Christian J. Koot is a Professor of History at Towson University. He is a historian of the British Atlantic world interested in the ways that that early modern peoples understood cartographic borders and how they alternatively manipulated them, transversed them, and gave them meaning.

Chad McCutchen is an Associate Professor of History at Minnesota State University, Mankato in Mankato, Minnesota. His research focuses on Spanish colonialism, the Andes, ethnohistory, and the Atlantic world. His current research analyzes the continuity and influence of Indigenous cultures within the development of colonial Latin American society.

Jennifer Monroe McCutchen is an Assistant Professor of History at the University of St. Thomas in St. Paul, Minnesota. She specializes in early American history and ethnohistory, with a focus on the themes of gender, power, exchange, and diplomacy. Her current scholarship explores the cultural and political impact of gunpowder among the Muscogee Creek in the late eighteenth-century Southeast.

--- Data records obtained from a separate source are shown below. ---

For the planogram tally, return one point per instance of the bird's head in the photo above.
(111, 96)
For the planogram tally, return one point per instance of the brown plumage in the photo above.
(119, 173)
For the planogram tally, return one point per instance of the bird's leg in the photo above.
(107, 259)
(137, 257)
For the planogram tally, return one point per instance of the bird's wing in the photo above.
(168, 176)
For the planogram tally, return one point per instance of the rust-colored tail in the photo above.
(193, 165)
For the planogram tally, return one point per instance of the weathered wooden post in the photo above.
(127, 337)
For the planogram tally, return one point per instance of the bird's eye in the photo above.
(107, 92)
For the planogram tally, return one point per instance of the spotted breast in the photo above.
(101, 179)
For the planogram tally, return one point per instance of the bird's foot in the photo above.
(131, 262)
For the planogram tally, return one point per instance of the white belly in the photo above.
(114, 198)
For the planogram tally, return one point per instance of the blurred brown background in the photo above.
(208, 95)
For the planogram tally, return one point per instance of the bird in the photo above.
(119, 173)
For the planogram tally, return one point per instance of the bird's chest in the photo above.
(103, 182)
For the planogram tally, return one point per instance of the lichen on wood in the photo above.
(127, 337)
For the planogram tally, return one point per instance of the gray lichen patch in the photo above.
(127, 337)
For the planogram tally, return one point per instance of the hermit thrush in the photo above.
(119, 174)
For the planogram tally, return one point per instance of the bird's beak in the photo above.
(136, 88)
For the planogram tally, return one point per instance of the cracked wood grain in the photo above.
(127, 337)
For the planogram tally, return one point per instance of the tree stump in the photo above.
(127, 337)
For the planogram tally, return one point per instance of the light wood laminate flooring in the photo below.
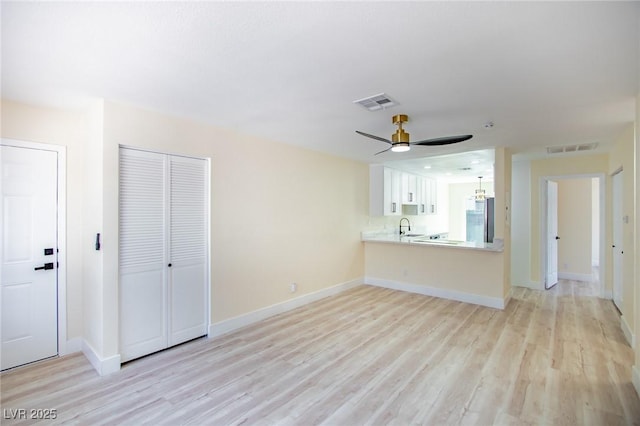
(366, 356)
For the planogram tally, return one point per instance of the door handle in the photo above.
(46, 267)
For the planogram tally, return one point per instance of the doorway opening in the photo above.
(572, 229)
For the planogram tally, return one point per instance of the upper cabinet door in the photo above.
(409, 188)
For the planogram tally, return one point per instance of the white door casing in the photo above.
(551, 278)
(617, 244)
(29, 293)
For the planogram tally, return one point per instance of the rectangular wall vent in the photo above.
(376, 102)
(571, 148)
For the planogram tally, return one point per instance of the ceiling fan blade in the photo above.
(382, 151)
(443, 141)
(378, 138)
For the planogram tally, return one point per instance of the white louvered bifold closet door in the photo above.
(163, 251)
(188, 249)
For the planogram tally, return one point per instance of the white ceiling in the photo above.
(546, 73)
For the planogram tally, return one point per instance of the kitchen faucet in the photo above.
(408, 225)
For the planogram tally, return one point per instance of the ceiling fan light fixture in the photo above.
(400, 147)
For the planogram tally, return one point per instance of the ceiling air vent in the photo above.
(376, 102)
(572, 148)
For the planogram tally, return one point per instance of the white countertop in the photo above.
(377, 237)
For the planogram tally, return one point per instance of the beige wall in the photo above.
(637, 229)
(622, 158)
(279, 214)
(68, 129)
(575, 226)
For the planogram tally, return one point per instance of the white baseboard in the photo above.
(244, 320)
(476, 299)
(103, 366)
(635, 378)
(534, 285)
(573, 276)
(631, 338)
(72, 346)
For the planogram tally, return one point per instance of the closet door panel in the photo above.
(188, 248)
(143, 253)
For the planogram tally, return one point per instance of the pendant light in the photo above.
(480, 193)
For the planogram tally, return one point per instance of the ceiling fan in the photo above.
(400, 139)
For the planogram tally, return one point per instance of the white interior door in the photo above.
(143, 253)
(28, 297)
(617, 245)
(552, 234)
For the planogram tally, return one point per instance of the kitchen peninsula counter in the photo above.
(496, 246)
(463, 271)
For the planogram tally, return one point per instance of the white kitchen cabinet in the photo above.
(427, 196)
(432, 196)
(385, 198)
(409, 188)
(163, 260)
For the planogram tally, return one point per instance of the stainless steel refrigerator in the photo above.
(480, 221)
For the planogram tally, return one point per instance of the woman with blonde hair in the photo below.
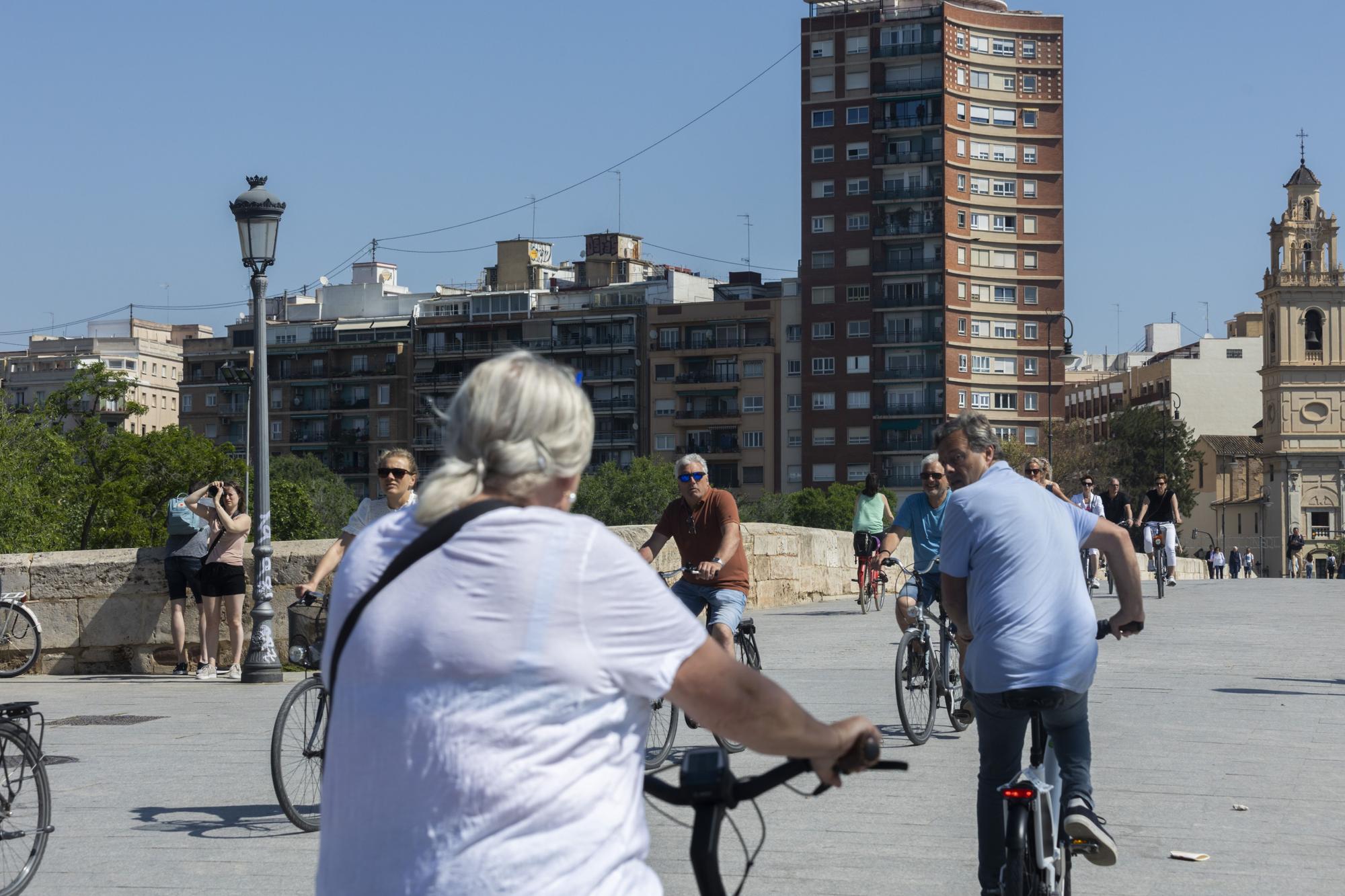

John Morton has been a Visiting Assistant Professor at Boston College and at St. Joseph’s University in Philadelphia. Currently he is Executive Director of the Paul Revere Museum of Discovery and Innovation in Canton, Massachusetts. He specializes in New England and Atlantic Canada, with a focus on church networks and border formation after the American Revolution.

Paul Musselwhite is Associate Professor of History at Dartmouth College. His research explores the conceptualization of settler colonial places in the early modern Atlantic world.

Charles Prior is Professor in History at the University of Birmingham (UK). He approaches treaties between Native nations and non-Native governments in North America as sites of negotiation over sovereignty, law, constitutionalism, resources, and wider questions of the status and rights of small nations.

Karen Rann is a practicing visual artist with an abiding interest in historical maps. Her scholarly work focuses on the emergence of contours, lines that traverse borders and enabled map-users to do likewise. She received her PhD from Queen’s University Belfast in 2022. Her creative work has received funding from Arts Council England, Creative Scotland, and Arts Council Ireland.

Jessica Choppin Roney is Associate Professor of History at Temple University and Director of the Program in Early American Economy and Society (PEAES) at the Library Company of Philadelphia. Her current work focuses on the trans-Appalachian west and its impact on US constitutional development in the era of US independence.

Samuel Truett is a Professor of History at the University of New Mexico. He is a historian of borderlands and border crossings in North America and the world, with particular expertise in the US-Mexico border region and its Indigenous, cross-border, and environmental contexts.

Harvey Amani Whitfield is the Centennial Carnegie Chair in the History of Slavery in Canada at University of King’s College and Professor of History at Dalhousie University. He is the author of several books and articles about Black enslavement in northeastern North America.

Alex Zukas, Professor of History, Emeritus at National University, is writing a book with the working title, Herman Moll and the Entangled Cartography of the British Empire. His interest in political borders juxtaposes assertions of authority and state power on maps with the malleability and contradictory nature of the reality on the ground.